Organic chemists create new molecules based on carbon atoms; these are so small, however, that it is impossible to see what they synthesise. Researchers use magnetic resonance to verify these compositions that are made "blind": Every atom that makes up the molecule emits a signal, whose frequency is translated in the form of a spectrum that the chemists can then decode. To determine the structure of a molecule, researchers must be able to "read" the magnetic resonance spectra.
Chemists have a specific vocabulary for describing spectra and detailing the resonance of the atoms. But the way the raw data is translated into a written language varies depending on the individual laboratory, the software used and the particular publication.
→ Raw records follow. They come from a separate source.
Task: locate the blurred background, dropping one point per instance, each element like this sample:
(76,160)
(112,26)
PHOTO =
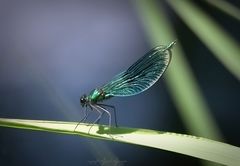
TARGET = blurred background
(52,52)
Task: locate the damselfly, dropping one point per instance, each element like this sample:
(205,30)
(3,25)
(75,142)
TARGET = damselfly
(136,79)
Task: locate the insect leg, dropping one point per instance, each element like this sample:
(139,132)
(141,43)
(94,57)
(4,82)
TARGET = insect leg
(114,111)
(98,118)
(86,113)
(105,110)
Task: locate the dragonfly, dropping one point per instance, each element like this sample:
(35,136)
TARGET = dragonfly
(136,79)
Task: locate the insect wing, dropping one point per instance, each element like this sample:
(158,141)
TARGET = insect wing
(141,75)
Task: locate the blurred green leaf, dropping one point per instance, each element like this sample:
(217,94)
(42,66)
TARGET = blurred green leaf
(185,144)
(223,46)
(180,80)
(226,7)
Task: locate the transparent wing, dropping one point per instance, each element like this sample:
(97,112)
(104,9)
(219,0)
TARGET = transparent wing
(142,74)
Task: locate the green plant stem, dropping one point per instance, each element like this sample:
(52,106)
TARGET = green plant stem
(180,143)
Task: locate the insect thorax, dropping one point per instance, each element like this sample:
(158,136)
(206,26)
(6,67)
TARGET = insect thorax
(98,95)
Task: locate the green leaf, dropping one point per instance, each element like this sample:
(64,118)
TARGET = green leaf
(180,143)
(218,40)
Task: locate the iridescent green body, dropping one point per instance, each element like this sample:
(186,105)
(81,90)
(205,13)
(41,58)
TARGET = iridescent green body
(98,95)
(136,79)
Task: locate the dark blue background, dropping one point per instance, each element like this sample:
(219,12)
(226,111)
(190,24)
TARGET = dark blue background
(52,52)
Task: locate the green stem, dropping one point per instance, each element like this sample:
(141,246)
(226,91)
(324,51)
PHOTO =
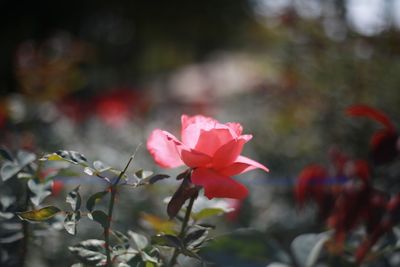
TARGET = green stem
(183,229)
(25,229)
(113,191)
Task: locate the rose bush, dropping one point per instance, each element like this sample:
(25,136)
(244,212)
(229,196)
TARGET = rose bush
(211,149)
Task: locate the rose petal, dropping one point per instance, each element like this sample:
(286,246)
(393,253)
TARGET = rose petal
(242,165)
(217,185)
(210,141)
(162,147)
(192,126)
(229,152)
(193,158)
(235,127)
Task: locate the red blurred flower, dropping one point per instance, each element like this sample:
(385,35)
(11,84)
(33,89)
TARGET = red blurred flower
(211,149)
(343,195)
(383,142)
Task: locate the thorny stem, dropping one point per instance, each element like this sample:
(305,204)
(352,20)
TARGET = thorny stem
(25,229)
(113,191)
(183,229)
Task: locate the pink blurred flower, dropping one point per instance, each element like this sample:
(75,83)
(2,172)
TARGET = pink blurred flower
(211,149)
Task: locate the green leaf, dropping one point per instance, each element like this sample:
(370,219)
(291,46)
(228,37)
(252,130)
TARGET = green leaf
(124,254)
(207,212)
(148,259)
(167,241)
(140,241)
(39,215)
(100,166)
(71,221)
(91,252)
(9,169)
(24,158)
(40,191)
(142,174)
(74,199)
(65,155)
(191,254)
(100,217)
(94,199)
(185,191)
(307,247)
(195,238)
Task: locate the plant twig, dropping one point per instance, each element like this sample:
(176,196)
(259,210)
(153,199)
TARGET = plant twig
(183,229)
(113,191)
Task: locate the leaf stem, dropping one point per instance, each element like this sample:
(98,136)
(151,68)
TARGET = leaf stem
(113,191)
(183,229)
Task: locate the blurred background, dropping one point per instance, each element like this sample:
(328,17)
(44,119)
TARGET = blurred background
(98,76)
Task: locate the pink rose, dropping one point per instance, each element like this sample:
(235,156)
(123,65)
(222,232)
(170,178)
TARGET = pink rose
(211,149)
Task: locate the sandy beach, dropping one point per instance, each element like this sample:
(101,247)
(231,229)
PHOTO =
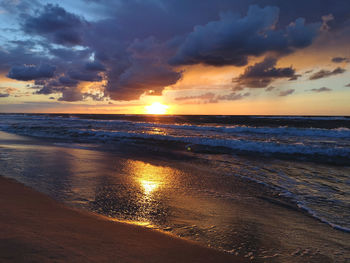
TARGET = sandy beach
(35,228)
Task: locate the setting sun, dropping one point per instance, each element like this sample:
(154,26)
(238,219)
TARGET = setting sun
(156,108)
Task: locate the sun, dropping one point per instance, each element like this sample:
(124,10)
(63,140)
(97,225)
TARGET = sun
(156,108)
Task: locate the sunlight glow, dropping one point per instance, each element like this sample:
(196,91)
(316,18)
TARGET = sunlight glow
(156,108)
(149,186)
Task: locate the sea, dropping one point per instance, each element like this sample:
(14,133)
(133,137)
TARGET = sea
(303,161)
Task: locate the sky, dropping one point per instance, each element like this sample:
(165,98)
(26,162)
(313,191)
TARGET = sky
(259,57)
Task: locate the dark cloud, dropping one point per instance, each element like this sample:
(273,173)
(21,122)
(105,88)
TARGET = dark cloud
(286,92)
(233,96)
(56,24)
(261,74)
(31,72)
(72,94)
(141,77)
(326,73)
(323,89)
(210,97)
(206,96)
(230,40)
(135,40)
(270,88)
(340,59)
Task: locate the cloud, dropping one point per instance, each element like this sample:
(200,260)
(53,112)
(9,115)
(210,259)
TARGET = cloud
(233,96)
(31,72)
(140,78)
(323,89)
(286,92)
(261,74)
(95,66)
(340,59)
(56,24)
(326,73)
(91,76)
(230,40)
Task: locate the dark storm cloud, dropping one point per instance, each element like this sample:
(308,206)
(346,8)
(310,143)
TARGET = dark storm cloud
(323,89)
(31,72)
(230,40)
(95,66)
(56,24)
(84,76)
(141,77)
(270,88)
(340,59)
(261,74)
(205,96)
(210,97)
(233,96)
(326,73)
(286,92)
(134,42)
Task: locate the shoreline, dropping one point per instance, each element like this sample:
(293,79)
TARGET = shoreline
(251,224)
(38,228)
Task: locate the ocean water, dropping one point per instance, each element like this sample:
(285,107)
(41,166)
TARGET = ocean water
(303,160)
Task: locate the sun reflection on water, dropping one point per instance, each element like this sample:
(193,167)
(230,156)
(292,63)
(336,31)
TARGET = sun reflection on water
(148,186)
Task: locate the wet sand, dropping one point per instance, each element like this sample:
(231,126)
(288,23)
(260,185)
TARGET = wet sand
(168,193)
(35,228)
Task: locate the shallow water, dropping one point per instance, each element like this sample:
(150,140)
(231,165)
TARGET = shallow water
(211,200)
(306,159)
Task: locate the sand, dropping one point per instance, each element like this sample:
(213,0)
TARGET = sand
(36,228)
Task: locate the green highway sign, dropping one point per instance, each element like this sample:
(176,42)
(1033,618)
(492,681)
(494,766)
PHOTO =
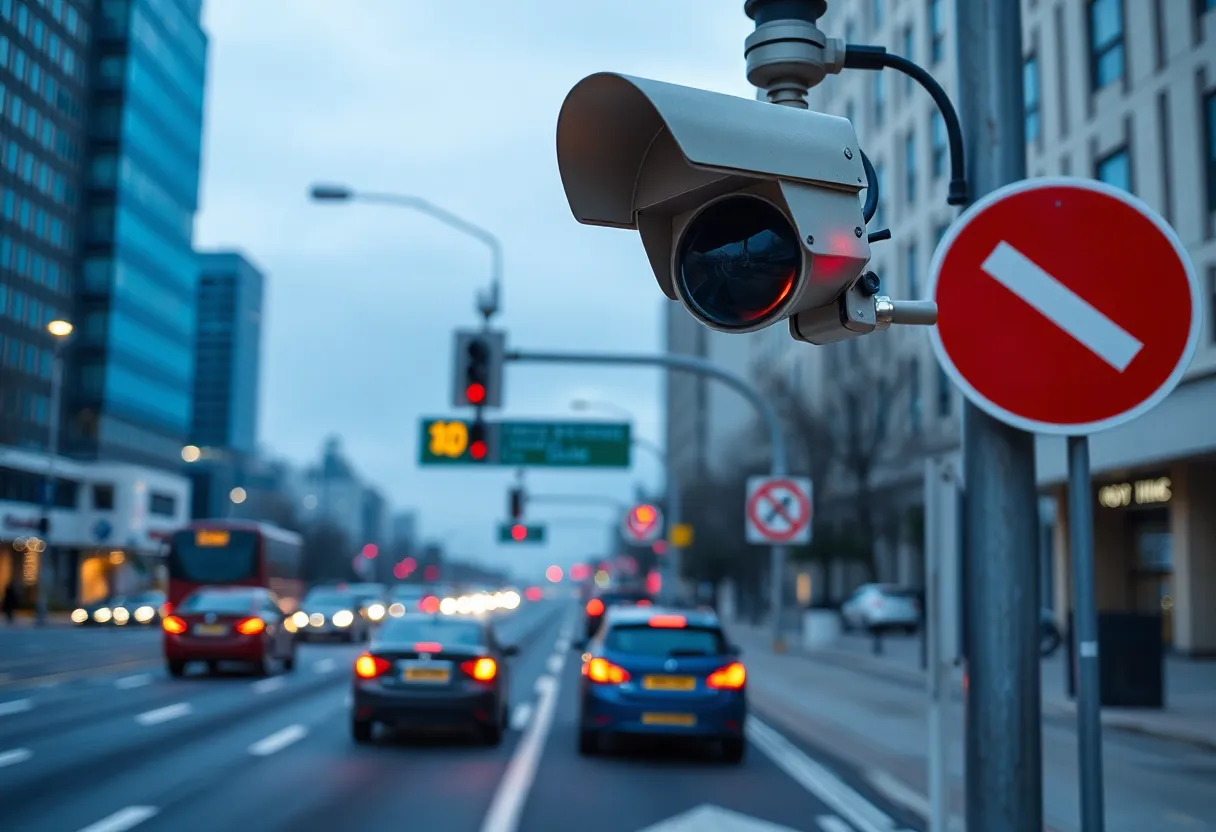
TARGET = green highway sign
(564,444)
(524,444)
(519,533)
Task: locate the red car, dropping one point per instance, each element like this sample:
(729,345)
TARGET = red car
(229,624)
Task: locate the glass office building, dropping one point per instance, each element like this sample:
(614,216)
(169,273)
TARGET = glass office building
(133,378)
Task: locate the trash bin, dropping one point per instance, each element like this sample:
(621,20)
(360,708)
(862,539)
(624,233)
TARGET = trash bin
(1131,659)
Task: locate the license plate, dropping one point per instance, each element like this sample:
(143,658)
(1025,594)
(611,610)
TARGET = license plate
(428,675)
(669,682)
(681,720)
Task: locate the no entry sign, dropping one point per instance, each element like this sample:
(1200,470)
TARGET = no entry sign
(778,510)
(1065,305)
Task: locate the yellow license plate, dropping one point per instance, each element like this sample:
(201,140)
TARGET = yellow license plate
(669,682)
(682,720)
(433,675)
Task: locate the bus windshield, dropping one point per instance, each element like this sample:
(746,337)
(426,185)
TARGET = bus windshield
(213,556)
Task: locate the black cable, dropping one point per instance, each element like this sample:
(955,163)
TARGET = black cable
(857,56)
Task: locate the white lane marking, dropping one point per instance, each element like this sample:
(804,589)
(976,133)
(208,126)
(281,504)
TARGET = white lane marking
(164,714)
(519,715)
(139,680)
(122,820)
(1062,307)
(15,707)
(517,780)
(277,741)
(268,685)
(833,792)
(15,755)
(542,685)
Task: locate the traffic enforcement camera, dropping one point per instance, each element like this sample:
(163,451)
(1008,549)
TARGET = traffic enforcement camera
(749,212)
(478,369)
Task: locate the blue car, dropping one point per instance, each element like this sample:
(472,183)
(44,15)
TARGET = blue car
(665,673)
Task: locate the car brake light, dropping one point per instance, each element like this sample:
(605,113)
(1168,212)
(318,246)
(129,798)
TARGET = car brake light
(369,667)
(251,627)
(731,678)
(675,622)
(482,669)
(602,672)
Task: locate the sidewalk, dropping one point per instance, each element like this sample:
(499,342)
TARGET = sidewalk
(872,712)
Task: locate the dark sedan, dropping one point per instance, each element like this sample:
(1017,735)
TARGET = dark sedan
(432,672)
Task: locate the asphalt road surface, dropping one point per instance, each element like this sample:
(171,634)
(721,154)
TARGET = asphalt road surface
(96,737)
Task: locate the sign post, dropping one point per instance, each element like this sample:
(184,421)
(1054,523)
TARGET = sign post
(1092,312)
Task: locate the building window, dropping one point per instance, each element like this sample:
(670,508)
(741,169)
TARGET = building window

In short, there is no database available for assigned molecular structures or any uniformity in the way the spectra are processed and the data attributed to them. "That's why it is very difficult to reuse data generated by other laboratories," explains Damien Jeannerat, a researcher in the Department of Organic Chemistry in UNIGE's Faculty of Science. "So we came up with the idea of devising a single electronic language that can be used to switch from one system to another without losing any precision, and to build an international, open-access database."
The UNIGE chemists teamed up with field specialists and introduced a new electronic language that can serve as the standard for processing organic molecule data. "Our new format, called NMReDATA, operates according to a system of labels that are assigned to each item of data extracted from the spectra in a defined order, and which can be easily read by a computer," says Marion Pupier, a chemical engineer in the Department of Organic Chemistry at UNIGE. The frequency of each atom will be described in a sequence showing the chemical shift, the number of atoms, the couplings, the interatomic correlations and finally the assignments. "Until now, everyone has used his own sequence to transmit the same information, making electronic transfer from one computer to another impossible and forcing the researchers to monitor and constantly reorganise the information. But there will be no need to do this with our system, thanks to the uniform nature of the language," says Damien Jeannerat.
The idea of a common electronic language is closely linked to the desire to create open-access databases. "This would enable chemists to find the exact composition of the molecules they're studying without having to re-do the work that has already been done in the past," says Marion Pupier. The information will be visible and available anywhere and at any time, saving considerable time and money for organic chemistry research.
All that now remains is to disseminate the new format and to establish it as the norm for publishing articles in the major international journals. "We hope that all the software will be fully operational in around a year, and that NMReDATA will be used by everyone," says Jeannerat by way of conclusion.